Sadie couldn’t help the smile that came to her face. “Are you still working on it?”

“Dearest, I’ve been working on that dollhouse for ages. I wouldn’t just stop. Come on, then. I’ll show you the newest renovations.”

Nana’s dollhouse was located in “the craft room,” which was a room too small for a bed, and since it had a window, it was also not suitable for closet space. Nana had turned this room into her crafting space, and it was therefore where the dollhouse sat on display. This dollhouse had been a formative part of Sadie’s childhood. She’d spent hours just staring into the tiny rooms, soaking in every perfect detail. Nana’s dollhouse was four stories of sky blue, Victorian elegance on the outside, but inside, the rooms were carefully decorated in a 1950s style. The house opened on hinges, so that even more rooms were available once the two back wings had swung out on either side. The center of the house had a staircase that led up to the very top floor—a tiny attic room with a cot and a rickety little dresser.

“What have you changed?” Sadie asked as she followed Nana into the study. It was a few degrees colder in that room, and the window had frost on the inside, too.

“Oh, this and that,” Nana said. “You know how it is. I decided to put real linens on the beds last year. Do you know how difficult it is to make a fitted sheet for a doll bed? I also made some tiny block quilts—all authentic, of course.”
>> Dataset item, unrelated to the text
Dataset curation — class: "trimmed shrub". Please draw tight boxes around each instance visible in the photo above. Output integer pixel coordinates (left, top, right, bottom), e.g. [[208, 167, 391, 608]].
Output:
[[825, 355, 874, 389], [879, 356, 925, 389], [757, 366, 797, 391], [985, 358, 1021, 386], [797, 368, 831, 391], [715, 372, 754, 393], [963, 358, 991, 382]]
“Of course.” Sadie bent down in front of the display of tiny rooms. She reached out to finger a tiny quilt on the bed in the attic. “Nana, this quilt is lined—” She stared at the minute craftsmanship.
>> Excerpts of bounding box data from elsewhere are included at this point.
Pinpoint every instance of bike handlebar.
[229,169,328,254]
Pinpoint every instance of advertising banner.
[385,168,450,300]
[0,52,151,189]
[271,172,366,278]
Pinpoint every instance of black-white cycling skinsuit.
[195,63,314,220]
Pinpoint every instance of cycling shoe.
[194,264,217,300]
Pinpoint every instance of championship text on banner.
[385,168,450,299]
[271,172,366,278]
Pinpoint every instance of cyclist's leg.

“I told you—authentic.” Nana was pleased that she’d noticed—she could tell.

The funny thing was that seeing this dollhouse again felt like home in a deeper way than anything else in Comfort Creek. She’d spent so many solitary hours staring into these rooms, imagining the family that lived there, their dramas and quarrels, their victories and quiet Sunday evenings spent all together in the tiny sitting room in front of the fireplace...

The mother in this house never left. She doted over her offspring and cooked lavish meals in the kitchen. The father came home every day at the exact same time, and he picked up a tiny newspaper from the sideboard in the hallway. Any mess left about—like the toys on the children’s bedroom floor—was carefully orchestrated to be attractive. This house was perfection, frozen in an imaginary time where nothing could go so wrong that it couldn’t be set right again.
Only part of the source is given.